We can write the approximation for the whole matrix as follows:

\[ \begin{aligned} X &\approx \left( \begin{array}{r r r r} \alpha_1 v_{11} & \alpha_1 v_{12} & \cdots & \alpha_1 v_{1P} \\ \alpha_2 v_{11} & \alpha_2 v_{12} & \cdots & \alpha_2 v_{1P} \\ \vdots & \vdots & & \vdots \\ \alpha_N v_{11} & \alpha_N v_{12} & \cdots & \alpha_N v_{1P} \\ \end{array} \right) \\ &= \alpha v_1^T \quad \mbox{(outer product of $\alpha$ and $v_1$)} \end{aligned} \]

And if we explicitly include the error term:

\[ X = \alpha v_1^T + E \]

where \( E \) is a residual matrix with entries

\[ \begin{aligned} E_{ij} &= x_{ij} - \hat{x}_{ij} \\ &= x_{ij} - \alpha_i v_{1j} \end{aligned} \]

With this in place, we can now define principal components 2 and up!

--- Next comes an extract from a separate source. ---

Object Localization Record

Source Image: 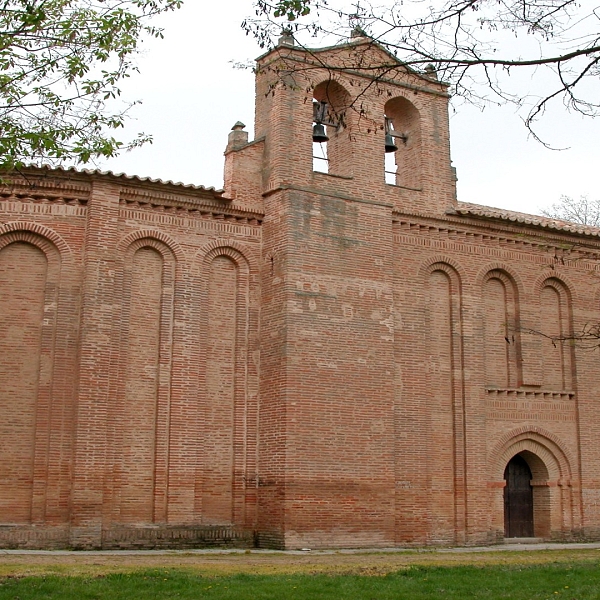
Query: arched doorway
[504,454,534,538]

• PC 2: run PCA on the residual matrix from PC 1.
  
• PC 3: run PCA on the residual matrix from PCs 1-2.
  
• \( \cdots \)
• PC P: run PCA on the residual matrix from PCs 1-(P-1).

Thus principal component \( M \) is defined recursively in terms of the fit from principal components 1 through \( M-1 \).

Note: in practice we often stop with far fewer than \( P \) principal components.

Let's see the examples in congress109.R and NCI60.R.